The unique and critical role of rum in the Caribbean region -- and the importance of maintaining preferences for low-value rum -- was most recently affirmed in a landmark 1997 understanding between the United States and the European Union. In WTO tariff negotiations in 1996, U.S. and EU negotiators had initially agreed to phase out all tariffs on rum and other "white spirits" by 2000. This unexpected development was met with alarm by Caribbean governments, Administration officials and Members of Congress. They emphasized to the trade negotiators that such a drastic change in the tariff structure for rum would deal a severe blow to the economies of the USVI, Puerto Rico, and the Caribbean.
In response to this outcry, U.S. and EU negotiators, as well as Caribbean governments and producers, revisited rum tariffs in complex and delicate discussions aimed at addressing the special role of rum in the Caribbean region. These discussions, which involved officials at the highest levels of the various governments, resulted in a carefully constructed compromise for rum. Under this compromise, the United States agreed to substantially liberalize duties on expensive rum. However, to protect the interests of the USVI and other Caribbean island producers, the United States also agreed to maintain existing MFN duties on low-value bottled and bulk rum.
This 1997 agreement on rum forms the basis for current U.S. tariff preferences on rum. In this landmark agreement, the United States and key trading partners struck a careful balance between tariff liberalization and the unique concerns of the Caribbean region. Any efforts to eliminate current tariff preferences for rum in the context of ATPA renewal or FTAA negotiations will upset this careful balance and will result in serious damage to the Caribbean region.
In 1991, this Committee wisely decided to exclude rum from duty-free treatment under the ATPA. This decision reflected a longstanding concern by the United States that trade preferences for rum are vitally important to economies of the Virgin Islands, Puerto Rico and the island nations of the Caribbean.

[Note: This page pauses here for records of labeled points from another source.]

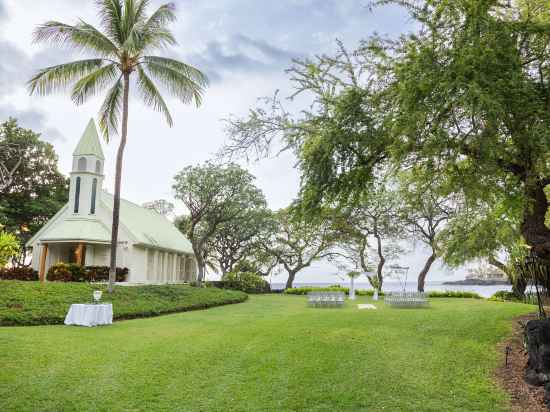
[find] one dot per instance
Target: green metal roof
(148, 227)
(89, 144)
(78, 229)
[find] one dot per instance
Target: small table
(90, 315)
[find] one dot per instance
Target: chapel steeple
(87, 173)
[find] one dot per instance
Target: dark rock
(537, 334)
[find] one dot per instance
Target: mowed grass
(270, 353)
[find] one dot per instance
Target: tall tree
(468, 92)
(424, 211)
(37, 189)
(297, 242)
(214, 195)
(372, 218)
(122, 51)
(240, 238)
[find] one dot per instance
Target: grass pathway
(271, 353)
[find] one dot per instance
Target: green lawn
(35, 303)
(270, 353)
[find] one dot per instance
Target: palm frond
(59, 77)
(109, 114)
(151, 33)
(177, 83)
(135, 20)
(110, 14)
(152, 96)
(189, 71)
(82, 36)
(163, 15)
(94, 82)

The wisdom of this decision has been confirmed by developments since 1991. In particular, the 1997 agreement on rum between the United States and the EU reflects the understanding that tariff liberalization for rum must be tempered with an appreciation for the special role that rum -- particularly low-value rum -- plays in the Caribbean region. For these and other reasons, Congress must assure the current, carefully considered tariff preferences for rum are not disturbed by the ATPA or by other regional trade arrangements.
Mr. Wechsler and I would be pleased to answer any questions.